Hello. I am working on a hierarchical Bayesian model in a spatial mixed effect setting. Couple of process steps in the hierarchy involve distributions that I know will be computationally challenging ( read not conjugate) and working with data augmentation steps to circumvent them will be computationally expensive. I know STAN will be perfectly suited to handle that part of the hierarchy. I was thus wondering if it is statistically valid to call a STAN sampler update within a Gibbs Sampler. I am thinking like a Metropolis-Hastings in a Gibbs, the STAN will update the parameters in the corresponding process step, but I am not sure if this holds statistically.
Any input as to whether this should be a valid approach and if yes, are there considerations that I need to be aware of? Thank you for your input and time.

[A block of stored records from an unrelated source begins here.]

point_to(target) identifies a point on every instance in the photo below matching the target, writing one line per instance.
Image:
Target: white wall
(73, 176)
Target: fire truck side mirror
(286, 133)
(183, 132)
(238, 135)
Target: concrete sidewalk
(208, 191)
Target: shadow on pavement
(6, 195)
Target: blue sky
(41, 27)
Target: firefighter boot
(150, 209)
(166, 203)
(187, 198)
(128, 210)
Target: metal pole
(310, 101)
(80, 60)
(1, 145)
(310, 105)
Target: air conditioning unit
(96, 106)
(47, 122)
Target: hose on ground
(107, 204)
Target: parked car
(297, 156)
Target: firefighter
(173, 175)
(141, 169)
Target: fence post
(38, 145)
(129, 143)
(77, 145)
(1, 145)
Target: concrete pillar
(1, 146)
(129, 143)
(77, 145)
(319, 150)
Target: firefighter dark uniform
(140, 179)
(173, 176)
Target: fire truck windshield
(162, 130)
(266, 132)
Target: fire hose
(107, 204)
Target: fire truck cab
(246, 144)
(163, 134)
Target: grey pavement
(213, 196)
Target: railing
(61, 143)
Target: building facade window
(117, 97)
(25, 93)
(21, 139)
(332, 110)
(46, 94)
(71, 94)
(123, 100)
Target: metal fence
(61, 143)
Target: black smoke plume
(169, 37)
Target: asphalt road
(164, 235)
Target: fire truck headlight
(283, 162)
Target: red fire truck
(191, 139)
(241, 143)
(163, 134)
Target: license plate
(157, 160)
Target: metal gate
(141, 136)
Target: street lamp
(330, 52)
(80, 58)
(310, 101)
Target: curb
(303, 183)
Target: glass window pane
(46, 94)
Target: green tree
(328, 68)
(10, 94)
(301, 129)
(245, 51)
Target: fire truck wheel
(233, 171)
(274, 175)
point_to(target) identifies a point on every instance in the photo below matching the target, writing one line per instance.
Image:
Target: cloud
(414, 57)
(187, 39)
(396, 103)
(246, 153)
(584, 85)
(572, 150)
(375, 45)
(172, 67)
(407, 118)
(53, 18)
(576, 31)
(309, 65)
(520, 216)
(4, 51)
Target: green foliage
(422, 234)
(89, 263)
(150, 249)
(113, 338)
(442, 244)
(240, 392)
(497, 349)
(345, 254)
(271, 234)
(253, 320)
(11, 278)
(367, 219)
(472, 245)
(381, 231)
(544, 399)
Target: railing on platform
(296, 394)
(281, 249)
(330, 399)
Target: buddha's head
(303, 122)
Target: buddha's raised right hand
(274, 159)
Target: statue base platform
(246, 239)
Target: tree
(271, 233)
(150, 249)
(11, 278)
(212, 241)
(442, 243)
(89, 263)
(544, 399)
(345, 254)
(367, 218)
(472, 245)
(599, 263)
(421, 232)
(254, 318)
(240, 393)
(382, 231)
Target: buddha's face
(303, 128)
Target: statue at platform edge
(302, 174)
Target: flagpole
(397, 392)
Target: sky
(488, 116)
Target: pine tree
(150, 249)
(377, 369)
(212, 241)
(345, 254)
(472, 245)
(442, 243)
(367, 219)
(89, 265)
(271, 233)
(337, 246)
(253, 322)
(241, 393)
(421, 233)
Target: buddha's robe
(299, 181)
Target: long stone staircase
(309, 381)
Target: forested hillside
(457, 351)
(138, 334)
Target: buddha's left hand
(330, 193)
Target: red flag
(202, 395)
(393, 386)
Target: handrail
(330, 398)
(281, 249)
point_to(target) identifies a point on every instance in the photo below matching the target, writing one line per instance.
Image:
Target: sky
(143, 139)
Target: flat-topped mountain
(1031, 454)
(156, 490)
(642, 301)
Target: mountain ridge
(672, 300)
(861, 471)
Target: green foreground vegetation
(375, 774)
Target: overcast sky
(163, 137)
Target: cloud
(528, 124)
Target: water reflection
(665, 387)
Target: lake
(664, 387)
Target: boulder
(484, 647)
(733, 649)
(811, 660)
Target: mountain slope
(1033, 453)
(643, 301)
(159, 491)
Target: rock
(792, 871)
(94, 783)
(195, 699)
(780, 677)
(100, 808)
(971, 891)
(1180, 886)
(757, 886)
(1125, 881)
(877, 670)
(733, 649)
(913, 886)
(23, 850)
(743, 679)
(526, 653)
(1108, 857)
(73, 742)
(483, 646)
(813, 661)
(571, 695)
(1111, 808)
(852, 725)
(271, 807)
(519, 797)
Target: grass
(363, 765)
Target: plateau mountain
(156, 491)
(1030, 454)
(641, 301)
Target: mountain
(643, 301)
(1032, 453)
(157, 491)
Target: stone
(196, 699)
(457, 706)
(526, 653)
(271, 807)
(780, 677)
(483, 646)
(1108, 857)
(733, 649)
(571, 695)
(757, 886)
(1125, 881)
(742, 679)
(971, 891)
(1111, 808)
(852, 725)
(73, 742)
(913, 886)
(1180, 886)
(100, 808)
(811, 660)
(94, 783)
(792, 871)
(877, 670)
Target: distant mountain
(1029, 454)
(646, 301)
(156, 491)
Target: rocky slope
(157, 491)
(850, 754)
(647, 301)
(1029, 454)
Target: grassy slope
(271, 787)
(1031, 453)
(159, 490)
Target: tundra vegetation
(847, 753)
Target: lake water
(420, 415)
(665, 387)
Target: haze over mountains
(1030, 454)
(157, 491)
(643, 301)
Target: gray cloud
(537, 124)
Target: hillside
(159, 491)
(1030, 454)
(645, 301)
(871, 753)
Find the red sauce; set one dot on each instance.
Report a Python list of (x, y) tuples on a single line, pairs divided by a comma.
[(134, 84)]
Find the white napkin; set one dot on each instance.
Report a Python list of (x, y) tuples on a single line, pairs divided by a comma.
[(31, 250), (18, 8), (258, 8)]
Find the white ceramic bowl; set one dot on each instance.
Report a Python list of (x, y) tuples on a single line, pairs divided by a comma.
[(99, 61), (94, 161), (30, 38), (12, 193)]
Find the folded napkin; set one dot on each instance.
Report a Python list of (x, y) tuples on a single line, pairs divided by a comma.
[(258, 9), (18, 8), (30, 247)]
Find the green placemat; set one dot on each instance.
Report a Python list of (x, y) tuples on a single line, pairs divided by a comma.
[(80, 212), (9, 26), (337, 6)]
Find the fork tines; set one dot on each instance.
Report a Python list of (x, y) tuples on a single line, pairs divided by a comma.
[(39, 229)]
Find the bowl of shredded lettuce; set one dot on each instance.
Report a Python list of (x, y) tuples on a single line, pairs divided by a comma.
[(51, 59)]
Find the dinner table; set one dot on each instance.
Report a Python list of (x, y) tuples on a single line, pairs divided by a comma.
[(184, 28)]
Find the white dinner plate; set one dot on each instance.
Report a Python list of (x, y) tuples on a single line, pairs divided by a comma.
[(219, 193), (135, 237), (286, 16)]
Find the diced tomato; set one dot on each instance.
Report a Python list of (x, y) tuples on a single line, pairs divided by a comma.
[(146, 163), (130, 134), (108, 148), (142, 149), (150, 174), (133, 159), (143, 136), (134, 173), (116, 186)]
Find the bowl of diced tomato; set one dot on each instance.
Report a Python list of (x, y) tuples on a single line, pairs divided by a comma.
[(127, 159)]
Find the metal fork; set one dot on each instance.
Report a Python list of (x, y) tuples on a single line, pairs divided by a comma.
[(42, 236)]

You can do this, insofar as any “Metropolis-within-Gibbs” sampler is possible, but there are some things to be aware of:
You have to pay the warm-up cost at each iteration of the Gibbs sampler. Assuming that the warm up is sufficient (checking this is important), any of the post warm-up draws is a valid draw from the target conditional. In practice this means you might set, for each iteration in the Gibbs sampler, iter_warmup = 1000 and iter_sampling = 1. This can be very slow (but not always!).
The temptation to reuse the HMC adaptation info from the previous Gibbs iteration is high, but the target conditionals can change substantially depending on the value of the other parameters. It is safest to rerun the adaptation for each Gibbs iteration, but this too can be very slow.